Ünlü bilge, gülümsedi:
- Ben de öyle, yavrum. Ben de öyle...

Şu dünya bir han, gelen gider; giden gelmez. Dünya bir tarla, burada ekeceğiz; öbür dünyada biçeceğiz. Burası, bir pazar. Ticaret yapacağız, ötede karşılığını göreceğiz. Şu âlem bir imtihan salonu, kazanırsak eğer karşılığı ebedi saadet.

Üstadımızın şu sözü ülfete kurban gitmemeli: “Ömür sermayesi pek azdır. Lüzumlu işler pek çoktur.”

Dünya, rahat edilecek yer değildir. Gençlik hissiyatı ve nefis karışmamak şartıyla herkes bunu aklen kabul eder. Bu temel hükmü kabullendikten sonra şikâyetlerimiz, dertlenmelerimiz havada kalmaktadır. Saadet yurdu cennettir. Zira orası ebedidir.

Zenginlerin kendine göre sıkıntıları, fakirlerin kendi çaplarında dertleri vardır. Çirkin birisi saadetin güzellikte olduğunu sanır. Fakir de en büyük mutluluğun zenginlikte olduğunu zanneder. Hele sen bir de onlara sor işin aslını. Onların da kendilerine göre dertleri vardır. Onlar da mutluluğu doya doya yaşayamamaktadır.

Ziya Paşa bu gerçeği ne de şairane dillendirmiş:

“Bir katre içen çeşme-yi pür-hûn-i fenadan
Bâşın alamaz bir dahi bârân-ı belâdan”

(Kanla dolu bu geçici dünya çeşmesinden bir damla içen kişi, bir daha bela yağmurundan kendini kurtaramaz.)
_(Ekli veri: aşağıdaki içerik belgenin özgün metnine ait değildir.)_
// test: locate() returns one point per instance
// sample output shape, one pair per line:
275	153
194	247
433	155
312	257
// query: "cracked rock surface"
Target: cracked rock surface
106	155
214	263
Şöhretin, alkışların getirdiği mutluluk bir yere kadar. Ünlülerin hayatları bu gerçeğin ispatıdır. Gençlik bitmiş, ışıltılı günler geride kalmıştır. Birçoğunun mekânı ya bir hastane odası, ya da sokaklardır artık. Devam etmeyen, bir yerde tükenen mutlulukların kıymeti yoktur. Hakiki saadet kesintisiz olandır. O da cennettedir.

Vahi Öz, Türk sinemasının tanınmış güldürü ustalarından biri. 1911’de doğmuş. 1969’da kanserden ölmüş.

Hastanedeki son sözleri aynen şöyledir:

“Kim bilir şimdi nerelerde filmlerim oynuyor ve halime gülüyorlardır. Film koptu, kopuyor; artık yiyeceğimizi içeceğimizi bitirdik. İnsan, gençliğinde parasını kadına, kumara harcar; ihtiyarlığında da eğer kalmışsa doktora, hastaneye…” (Meşhurların Son Sözleri, E. Göze)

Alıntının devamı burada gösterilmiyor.